WEST COKER, SOMERSET
Schooling in two languages
Sir: Genevieve Roberts reports (9 September) on the opening week of the "first bilingual state school in Britain"; the Ecole Wix may be the first bilingual state school in England, but there have been bilingual state primary and secondary schools in Wales for many decades.
Pupils at such schools (including myself) have benefited from a bilingual education, for the reasons highlighted in the article. In addition to Welsh and English, there are compulsory European language lessons; perhaps now the opposition to bilingual schools will decline and a bi- (or tri-) lingual education will finally be seen as preferable.
GETHIN RHYS THOMAS
Sir: Here in Devizes our beer is still being delivered by heavy-horse-drawn drays.

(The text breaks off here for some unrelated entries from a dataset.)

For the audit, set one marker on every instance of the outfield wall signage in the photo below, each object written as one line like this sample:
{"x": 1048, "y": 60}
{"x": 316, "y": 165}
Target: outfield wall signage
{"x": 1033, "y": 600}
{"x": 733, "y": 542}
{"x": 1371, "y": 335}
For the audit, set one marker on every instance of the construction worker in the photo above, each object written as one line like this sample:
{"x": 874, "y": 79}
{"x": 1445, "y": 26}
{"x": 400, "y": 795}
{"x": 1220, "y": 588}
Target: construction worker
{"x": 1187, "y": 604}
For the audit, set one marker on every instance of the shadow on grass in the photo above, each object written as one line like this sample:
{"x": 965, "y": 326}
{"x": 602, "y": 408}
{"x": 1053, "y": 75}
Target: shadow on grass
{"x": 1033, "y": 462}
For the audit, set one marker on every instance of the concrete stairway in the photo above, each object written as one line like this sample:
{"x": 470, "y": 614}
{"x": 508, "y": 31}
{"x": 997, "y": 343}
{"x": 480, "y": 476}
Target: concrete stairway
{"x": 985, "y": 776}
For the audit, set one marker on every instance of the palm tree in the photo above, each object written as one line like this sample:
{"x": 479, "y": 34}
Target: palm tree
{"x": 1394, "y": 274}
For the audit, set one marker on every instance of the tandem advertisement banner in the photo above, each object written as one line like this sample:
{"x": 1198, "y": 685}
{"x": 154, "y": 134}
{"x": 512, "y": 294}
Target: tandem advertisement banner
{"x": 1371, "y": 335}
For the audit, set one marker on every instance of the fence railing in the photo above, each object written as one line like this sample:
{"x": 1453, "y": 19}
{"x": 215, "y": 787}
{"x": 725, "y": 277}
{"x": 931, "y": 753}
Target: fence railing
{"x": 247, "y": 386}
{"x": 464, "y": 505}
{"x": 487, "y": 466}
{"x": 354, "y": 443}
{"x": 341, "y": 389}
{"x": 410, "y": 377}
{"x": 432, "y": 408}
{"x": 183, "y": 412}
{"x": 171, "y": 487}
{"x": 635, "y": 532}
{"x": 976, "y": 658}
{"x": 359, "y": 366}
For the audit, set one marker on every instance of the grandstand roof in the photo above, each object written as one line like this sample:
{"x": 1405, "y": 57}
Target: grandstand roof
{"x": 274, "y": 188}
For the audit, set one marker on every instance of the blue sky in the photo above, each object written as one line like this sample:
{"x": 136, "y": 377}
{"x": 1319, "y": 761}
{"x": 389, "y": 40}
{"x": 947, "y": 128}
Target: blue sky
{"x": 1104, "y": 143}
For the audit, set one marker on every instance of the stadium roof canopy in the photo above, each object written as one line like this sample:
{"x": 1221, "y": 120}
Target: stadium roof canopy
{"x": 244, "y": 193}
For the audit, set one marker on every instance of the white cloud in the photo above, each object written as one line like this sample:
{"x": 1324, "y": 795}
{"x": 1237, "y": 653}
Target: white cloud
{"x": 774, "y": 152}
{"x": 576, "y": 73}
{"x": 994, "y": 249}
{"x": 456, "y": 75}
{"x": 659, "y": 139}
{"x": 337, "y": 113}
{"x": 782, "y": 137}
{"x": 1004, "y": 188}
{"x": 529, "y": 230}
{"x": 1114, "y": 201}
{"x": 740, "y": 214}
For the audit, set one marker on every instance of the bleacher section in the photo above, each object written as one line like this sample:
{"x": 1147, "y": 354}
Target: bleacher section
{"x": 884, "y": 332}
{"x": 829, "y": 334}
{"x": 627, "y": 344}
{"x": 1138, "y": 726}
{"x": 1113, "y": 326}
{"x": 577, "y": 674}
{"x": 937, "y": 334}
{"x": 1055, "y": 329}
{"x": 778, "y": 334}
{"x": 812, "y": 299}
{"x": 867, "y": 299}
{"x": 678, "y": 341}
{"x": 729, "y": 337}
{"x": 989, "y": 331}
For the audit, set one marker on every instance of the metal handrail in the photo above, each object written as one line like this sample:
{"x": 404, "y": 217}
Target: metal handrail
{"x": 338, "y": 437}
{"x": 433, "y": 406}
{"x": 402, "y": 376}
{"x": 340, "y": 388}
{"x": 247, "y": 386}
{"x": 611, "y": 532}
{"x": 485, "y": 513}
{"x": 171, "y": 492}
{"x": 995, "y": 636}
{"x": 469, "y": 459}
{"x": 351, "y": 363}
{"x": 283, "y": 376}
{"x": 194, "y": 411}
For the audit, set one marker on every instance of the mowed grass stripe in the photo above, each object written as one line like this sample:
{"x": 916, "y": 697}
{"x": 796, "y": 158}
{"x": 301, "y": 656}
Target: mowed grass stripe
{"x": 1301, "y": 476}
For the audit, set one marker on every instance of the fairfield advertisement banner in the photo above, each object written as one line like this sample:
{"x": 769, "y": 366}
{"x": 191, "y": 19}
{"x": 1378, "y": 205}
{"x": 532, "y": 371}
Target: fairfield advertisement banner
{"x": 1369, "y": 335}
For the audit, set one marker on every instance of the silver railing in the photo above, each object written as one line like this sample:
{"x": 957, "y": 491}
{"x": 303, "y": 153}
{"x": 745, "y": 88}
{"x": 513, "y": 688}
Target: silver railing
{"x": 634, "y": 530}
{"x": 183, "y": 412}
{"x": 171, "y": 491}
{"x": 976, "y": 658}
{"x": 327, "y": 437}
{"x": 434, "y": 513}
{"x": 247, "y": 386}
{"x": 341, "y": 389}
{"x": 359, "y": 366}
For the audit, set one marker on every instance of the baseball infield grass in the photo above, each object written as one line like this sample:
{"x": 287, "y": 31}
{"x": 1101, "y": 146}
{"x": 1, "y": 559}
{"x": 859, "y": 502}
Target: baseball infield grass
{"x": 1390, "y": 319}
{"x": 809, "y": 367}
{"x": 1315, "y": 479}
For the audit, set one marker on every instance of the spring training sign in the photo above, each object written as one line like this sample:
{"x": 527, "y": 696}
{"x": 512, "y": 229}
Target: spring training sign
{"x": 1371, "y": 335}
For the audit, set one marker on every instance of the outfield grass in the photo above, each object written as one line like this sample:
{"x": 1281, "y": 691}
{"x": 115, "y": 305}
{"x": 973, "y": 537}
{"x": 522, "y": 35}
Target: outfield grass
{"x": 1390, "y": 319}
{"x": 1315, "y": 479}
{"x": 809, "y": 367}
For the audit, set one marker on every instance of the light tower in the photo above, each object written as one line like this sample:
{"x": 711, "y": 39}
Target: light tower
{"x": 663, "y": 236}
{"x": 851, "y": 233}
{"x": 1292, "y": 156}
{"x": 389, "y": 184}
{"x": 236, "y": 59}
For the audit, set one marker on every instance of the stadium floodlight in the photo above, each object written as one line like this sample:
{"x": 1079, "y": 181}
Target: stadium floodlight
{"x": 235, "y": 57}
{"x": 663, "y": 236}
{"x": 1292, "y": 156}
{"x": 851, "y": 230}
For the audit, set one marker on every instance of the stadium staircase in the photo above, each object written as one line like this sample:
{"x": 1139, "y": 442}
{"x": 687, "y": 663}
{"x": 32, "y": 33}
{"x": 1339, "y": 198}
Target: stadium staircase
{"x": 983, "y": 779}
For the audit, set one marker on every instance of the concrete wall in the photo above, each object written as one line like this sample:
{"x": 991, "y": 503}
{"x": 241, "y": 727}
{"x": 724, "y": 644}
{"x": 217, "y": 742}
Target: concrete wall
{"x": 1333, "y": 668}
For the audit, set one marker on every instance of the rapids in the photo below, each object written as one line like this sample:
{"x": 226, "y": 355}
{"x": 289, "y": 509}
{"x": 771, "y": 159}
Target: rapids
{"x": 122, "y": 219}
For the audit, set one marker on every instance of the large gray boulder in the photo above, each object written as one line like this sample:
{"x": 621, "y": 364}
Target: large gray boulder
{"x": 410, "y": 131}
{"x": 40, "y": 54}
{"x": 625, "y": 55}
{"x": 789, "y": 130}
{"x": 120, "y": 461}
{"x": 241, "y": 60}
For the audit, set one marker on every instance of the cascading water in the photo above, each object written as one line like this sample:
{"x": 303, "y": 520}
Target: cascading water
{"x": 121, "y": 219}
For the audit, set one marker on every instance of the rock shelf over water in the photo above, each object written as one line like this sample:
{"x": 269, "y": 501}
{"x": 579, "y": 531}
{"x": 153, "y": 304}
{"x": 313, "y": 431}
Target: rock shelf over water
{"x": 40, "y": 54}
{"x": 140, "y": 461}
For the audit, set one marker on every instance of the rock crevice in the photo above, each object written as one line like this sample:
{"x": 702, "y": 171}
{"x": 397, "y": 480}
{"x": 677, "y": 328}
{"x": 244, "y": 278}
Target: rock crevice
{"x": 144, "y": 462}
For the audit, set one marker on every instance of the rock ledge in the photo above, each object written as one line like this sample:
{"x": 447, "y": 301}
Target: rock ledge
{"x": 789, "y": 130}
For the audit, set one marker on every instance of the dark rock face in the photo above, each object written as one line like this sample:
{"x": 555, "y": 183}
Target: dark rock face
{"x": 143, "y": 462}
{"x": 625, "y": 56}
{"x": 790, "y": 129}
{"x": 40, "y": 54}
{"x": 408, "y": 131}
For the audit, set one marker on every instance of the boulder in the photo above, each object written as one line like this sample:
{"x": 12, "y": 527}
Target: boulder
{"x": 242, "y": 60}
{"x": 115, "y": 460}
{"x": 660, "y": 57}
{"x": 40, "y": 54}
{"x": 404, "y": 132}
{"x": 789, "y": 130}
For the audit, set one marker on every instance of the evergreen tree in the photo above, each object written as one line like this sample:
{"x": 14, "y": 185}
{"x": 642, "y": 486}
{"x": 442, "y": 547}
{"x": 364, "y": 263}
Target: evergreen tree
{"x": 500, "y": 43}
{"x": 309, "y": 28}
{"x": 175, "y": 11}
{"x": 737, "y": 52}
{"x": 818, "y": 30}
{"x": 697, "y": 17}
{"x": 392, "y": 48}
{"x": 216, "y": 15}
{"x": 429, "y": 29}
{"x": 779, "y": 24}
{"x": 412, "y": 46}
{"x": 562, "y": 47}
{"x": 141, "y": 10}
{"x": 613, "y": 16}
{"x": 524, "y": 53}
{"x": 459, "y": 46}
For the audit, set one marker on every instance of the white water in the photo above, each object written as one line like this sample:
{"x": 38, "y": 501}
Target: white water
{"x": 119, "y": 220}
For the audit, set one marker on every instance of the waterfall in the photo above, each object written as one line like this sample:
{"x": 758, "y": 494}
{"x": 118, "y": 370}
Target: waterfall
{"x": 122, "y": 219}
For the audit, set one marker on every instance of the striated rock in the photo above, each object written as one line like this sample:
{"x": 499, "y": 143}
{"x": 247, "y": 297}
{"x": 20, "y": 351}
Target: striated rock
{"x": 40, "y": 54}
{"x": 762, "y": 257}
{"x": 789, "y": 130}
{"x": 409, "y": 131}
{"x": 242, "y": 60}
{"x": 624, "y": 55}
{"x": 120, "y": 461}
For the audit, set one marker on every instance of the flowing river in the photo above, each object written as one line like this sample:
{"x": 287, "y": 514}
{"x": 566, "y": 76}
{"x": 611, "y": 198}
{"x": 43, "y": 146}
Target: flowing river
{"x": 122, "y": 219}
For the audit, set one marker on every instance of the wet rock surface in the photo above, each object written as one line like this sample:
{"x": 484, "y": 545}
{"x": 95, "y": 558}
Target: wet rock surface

Tetley's, Young's and Adnam's stables may have closed (letter, 7 September) but ours are open and Wadworth's beer still ranks as one of the best.
Children with autism
Sir: Jeremy Laurance's timely article on autism (6 September) refers to greater public interest in the condition. Sadly, this does not translate into adequate public services for people with autism. More than a quarter of children with autism are excluded from school at some point, and only one fifth of teachers have had any training in autism. Now that prevalence is estimated at 1 per cent, so failure to address the needs of children with autism should be a concern for us all.
DIRECTOR OF NATIONAL DEVELOPMENT, TREEHOUSE, THE NATIONAL CHARITY FOR AUTISM EDUCATION, LONDON N10
Wrong sort of American
Sir: As Cooper Brown trashes yet another part of our country and culture, this time the Proms (7 September) one can only hope that he will soon be as fed up with his presence here as we are and return home. Incidentally, had Cooper studied the programme for the Prom he attended (Prom 62 on 31 August is the only one that fits his description) he would have discovered that the soloist was the most welcome Richard Goode, who is, of course, an American.
Sir: For the sake of clarification, I would like to respond to the letter (11 September) by Professor Tipu Aziz. Your readers should be reminded that it was not I but your writer Dominic Lawson who made the incorrect assertion that Aziz discovered the technique of deep brain stimulation "through experimentation on the brains of live chimpanzees". I merely pointed out this error in my letter printed on 7 August.
ANDRE MENACHE MRCVS
SCIENTIFIC CONSULTANT TO ANIMAL AID, TONBRIDGE, KENT
Sir: I must take issue with Morris Graham's recipe for that very special comfort food, the Marmite sandwich (letters, 5 September). The toast must be warm when the butter is spread, and not cold as he suggests. The Marmite should be spread on the toast as thickly as your taste permits. The melted butter and Marmite mix and are absorbed in part by the toast. Try both his method and mine; I guarantee that you will enjoy mine more.